Das Einmaleins der Panini Sticker
12. Mai 2016Wenn ein großes Fußballevent ansteht, rattern die Maschinen der Panini-Produktionsstätte in Norditalien nur so vor sich hin. 21 Stunden am Tag, sechs Tage die Woche spucken sie die kleinen Klebeportraits von hunderten Fußballspielern aus, die Sammlerherzen höher schlagen lassen. Diese Maschinen, "Fifimatics", sortieren und packen bis zu acht Millionen Sticker – und bringen der italienischen Firma Panini seit Jahrzehnten eine Menge Geld ein.
Im diesjährigen Album für die UEFA Europameisterschaft gibt es 680 leere Plätze zu füllen. Das heißt 680 unterschiedliche Bilder von Spielern jedes antretenden Nationalteams, inklusive Sondersticker mit Bildern des Stadions, Turnierlogos, des Turnier-Balles oder der Trophäe. Keine leichte Aufgabe, aber es gibt Wege, die Chancen auf ein vollständiges Album zu erhöhen – und das auch ohne ein Vermögen für die kleinen Fünferpacks auszugeben.
Die magische Zahl
Panini gibt an, dass seine Fifimatics-Maschinen dafür sorgen, dass in keinem der Pakete zweimal die gleiche Karte ist. Für die Berechnung wie viele Pakete man kaufen muss, um das Heft vollzubekommen, ist das eine wichtige Information. Das Ganze ist ein Kampf gegen die Wahrscheinlichkeit, sagen drei Mathematiker im Interview mit DW. Je mehr Sticker man bereits gekauft hat, desto schwieriger wird es, alle Lücken im Album zu füllen, da nach Angaben von Panini jedes Bildchen in gleicher Anzahl gedruckt und zufällig verteilt wird.
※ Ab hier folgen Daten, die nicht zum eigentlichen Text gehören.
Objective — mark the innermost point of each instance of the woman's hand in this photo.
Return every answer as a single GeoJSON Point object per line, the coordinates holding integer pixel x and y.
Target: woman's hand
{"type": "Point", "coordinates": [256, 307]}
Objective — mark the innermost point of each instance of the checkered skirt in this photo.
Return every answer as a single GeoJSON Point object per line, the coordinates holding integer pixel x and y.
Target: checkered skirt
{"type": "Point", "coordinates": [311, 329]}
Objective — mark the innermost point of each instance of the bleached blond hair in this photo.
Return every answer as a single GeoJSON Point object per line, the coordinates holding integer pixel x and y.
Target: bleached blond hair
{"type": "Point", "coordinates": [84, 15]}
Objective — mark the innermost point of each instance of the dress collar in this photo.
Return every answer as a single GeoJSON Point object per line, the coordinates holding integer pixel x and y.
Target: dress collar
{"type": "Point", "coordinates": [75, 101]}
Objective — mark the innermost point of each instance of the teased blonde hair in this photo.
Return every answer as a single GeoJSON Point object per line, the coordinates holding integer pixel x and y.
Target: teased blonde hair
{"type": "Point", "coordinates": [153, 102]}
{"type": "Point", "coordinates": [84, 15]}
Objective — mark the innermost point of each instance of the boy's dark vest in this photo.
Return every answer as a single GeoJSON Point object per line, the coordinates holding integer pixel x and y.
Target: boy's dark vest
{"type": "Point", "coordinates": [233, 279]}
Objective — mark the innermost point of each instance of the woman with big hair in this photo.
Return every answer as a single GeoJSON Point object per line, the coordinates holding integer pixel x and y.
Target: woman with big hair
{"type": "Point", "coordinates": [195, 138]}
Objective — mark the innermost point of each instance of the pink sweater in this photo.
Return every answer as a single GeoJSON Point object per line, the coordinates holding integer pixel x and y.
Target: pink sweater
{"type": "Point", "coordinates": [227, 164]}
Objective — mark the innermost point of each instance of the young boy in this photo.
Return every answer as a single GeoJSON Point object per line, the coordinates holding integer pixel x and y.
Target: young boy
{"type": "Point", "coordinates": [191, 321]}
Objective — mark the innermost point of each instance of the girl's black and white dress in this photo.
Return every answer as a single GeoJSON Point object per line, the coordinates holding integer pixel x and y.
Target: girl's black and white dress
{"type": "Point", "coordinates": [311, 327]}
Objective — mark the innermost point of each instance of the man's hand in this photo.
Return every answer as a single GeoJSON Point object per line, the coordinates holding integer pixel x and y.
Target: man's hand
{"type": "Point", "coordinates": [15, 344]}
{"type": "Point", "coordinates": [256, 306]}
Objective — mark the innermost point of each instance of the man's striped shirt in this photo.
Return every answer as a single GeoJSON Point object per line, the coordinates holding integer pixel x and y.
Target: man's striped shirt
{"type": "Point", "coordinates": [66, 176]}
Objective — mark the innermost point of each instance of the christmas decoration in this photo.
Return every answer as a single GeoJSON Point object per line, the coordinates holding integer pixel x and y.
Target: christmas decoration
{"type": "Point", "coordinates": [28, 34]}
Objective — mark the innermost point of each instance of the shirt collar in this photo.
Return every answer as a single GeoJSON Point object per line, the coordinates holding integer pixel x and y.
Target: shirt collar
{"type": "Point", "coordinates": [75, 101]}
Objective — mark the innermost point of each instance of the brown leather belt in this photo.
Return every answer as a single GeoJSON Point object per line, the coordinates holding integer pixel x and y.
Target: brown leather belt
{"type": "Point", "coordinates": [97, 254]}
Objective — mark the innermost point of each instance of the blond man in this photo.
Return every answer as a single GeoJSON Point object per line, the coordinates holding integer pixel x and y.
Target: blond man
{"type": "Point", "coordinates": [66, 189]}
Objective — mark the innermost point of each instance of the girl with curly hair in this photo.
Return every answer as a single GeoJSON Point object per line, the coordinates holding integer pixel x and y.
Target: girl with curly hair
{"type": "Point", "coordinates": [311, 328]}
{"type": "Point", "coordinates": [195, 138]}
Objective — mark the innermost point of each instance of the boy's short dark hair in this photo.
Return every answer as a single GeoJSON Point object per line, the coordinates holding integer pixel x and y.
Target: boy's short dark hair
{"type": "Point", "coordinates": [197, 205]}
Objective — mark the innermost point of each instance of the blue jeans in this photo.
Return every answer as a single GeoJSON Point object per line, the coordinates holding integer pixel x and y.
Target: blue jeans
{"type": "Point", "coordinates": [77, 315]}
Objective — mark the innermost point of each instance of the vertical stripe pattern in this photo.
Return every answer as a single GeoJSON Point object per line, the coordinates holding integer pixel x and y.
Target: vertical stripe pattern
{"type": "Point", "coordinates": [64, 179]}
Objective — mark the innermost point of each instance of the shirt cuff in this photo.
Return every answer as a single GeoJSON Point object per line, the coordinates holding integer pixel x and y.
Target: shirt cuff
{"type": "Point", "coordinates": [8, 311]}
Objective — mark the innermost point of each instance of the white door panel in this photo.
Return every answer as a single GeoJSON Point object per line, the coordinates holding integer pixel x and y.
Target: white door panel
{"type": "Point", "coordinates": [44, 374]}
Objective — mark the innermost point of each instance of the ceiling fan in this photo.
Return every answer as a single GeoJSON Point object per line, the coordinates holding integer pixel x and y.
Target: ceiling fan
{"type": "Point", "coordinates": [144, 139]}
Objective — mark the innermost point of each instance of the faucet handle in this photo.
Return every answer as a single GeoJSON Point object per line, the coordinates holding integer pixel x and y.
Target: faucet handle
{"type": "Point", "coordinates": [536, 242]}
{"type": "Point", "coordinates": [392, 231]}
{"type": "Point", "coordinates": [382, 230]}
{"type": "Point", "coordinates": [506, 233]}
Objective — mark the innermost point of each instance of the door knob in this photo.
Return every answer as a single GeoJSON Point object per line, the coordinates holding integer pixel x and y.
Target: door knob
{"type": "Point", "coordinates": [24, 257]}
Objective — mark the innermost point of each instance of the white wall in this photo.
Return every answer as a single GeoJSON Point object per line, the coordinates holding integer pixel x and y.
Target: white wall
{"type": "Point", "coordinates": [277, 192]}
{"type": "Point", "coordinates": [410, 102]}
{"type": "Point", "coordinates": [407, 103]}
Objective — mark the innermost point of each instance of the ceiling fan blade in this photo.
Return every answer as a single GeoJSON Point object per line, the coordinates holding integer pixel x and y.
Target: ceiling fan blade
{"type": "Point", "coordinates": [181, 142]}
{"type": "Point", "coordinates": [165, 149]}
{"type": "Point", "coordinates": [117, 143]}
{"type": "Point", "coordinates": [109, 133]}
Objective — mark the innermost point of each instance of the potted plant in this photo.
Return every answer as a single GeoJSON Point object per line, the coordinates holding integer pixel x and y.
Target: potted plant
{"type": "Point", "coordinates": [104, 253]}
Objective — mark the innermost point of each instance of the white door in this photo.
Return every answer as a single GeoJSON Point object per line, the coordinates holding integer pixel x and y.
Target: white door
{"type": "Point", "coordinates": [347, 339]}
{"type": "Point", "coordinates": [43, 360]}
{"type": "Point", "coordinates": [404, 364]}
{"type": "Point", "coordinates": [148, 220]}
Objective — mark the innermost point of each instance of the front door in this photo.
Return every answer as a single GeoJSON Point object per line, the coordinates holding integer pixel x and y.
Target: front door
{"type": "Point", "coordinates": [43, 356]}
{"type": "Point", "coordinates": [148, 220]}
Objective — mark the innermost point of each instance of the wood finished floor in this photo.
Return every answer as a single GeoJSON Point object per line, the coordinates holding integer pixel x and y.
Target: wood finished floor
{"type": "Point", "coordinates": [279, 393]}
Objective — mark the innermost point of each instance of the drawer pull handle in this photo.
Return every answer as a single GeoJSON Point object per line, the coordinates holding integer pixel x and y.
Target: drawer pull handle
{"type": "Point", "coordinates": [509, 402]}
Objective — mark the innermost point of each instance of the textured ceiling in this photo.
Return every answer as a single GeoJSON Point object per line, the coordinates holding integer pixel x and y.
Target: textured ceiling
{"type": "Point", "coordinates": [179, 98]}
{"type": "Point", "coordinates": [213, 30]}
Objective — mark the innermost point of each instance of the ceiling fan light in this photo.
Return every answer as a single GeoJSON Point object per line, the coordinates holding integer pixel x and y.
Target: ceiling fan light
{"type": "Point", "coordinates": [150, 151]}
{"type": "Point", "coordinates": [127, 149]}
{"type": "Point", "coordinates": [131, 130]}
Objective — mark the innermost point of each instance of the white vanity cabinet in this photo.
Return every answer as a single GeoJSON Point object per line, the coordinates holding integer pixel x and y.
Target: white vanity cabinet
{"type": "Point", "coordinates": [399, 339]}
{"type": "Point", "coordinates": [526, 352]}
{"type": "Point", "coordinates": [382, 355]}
Professor Ehrhard Behrends von der Freien Universität Berlin schätzt, dass jeder Käufer durchschnittlich 961 Pakete kaufen müsste – das wären 4.805 Sticker. Um das zu belegen, hat er per Computer eine Million Mal den Versuch simuliert, ein vollständiges Album zusammenzubekommen. Bei einem Einzelpreis von 70 Cent pro Paket, müsste jeder Sammler demnach 672,70 Euro auf den Tisch legen. Eine Menge Geld, vor allem wenn man überlegt, dass die meisten jungen Sammler die Sticker mit ihrem Taschengeld bezahlen.
Teamarbeit
Diese hohe Summe basiert auf der Wahrscheinlichkeitstheorie. Hier ein Beispiel: Der erste Sticker, den man kauft, ist zu 100 Prozent einer, der noch fehlt. Beim zweiten Sticker ist die Wahrscheinlichkeit noch sehr gering, dass es der gleiche ist wie der erste. Mathematisch gesagt liegt sie bei 1 zu 680.
Doch beim letzten Sticker sieht es schon wieder ganz anders aus: Nach der Wahrscheinlichkeitstheorie benötigt man durchschnittlich 680 Versuche, um den Richtigen zu bekommen. 679 Sticker wären damit überzählich.
"Solche Problemstellungen machen es ungeheuer schwer, den letzten, fehlenden Sticker für das Album zu bekommen", sagt Professor Paul Harper von der Cardiff University's School of Mathematics in Großbritannien. Die Tatsache, dass Panini die Klebebildchen in Fünferpacks verkauft, vergrößere die Chance auf den letzten Sticker auch nicht wirklich. Der Unterschied zwischen 1 zu 680 und 5 zu 680 sei einfach nicht besonders groß.
Harper hat die Wahrscheinlichkeit ebenfalls berechnet und kommt fast zum selben Ergebnis wie Behrends: Der Sammler müsste danach 963 Sticker kaufen. Eine Zusammenarbeit mit anderen Sammlern lohne sich in jedem Fall, sagt er. Bei einem weiteren "Handelspartner" verringere sich die benötigte Anzahl schon um 30 Prozent. Zu dritt um 46, zu zehnt um 68 Prozent.
Auf Abruf kaufen
Ein Maschinenbaustudent der Universität Braunschweig hat sogar noch einen Schritt weitergedacht. Malte Braband entwickelte eine mathematische Tabelle, die Sammlern dabei helfen soll, die noch fehlenden Sticker direkt aus der Fabrik zu bekommen. Der 19-Jährige meint, dass Paninifans ihr Album dadurch schon für 233 bis 278 Euro ohne Tauschgeschäfte vervollständigen können. Das heißt aber nicht, dass Braband gegen Teamwork ist. Bei drei Leuten lägen die Kosten für jeden schließlich nur noch zwischen 124 und 149 Euro. Stickersammeln ist eben doch - genau wie Fußball - ein Teamsport.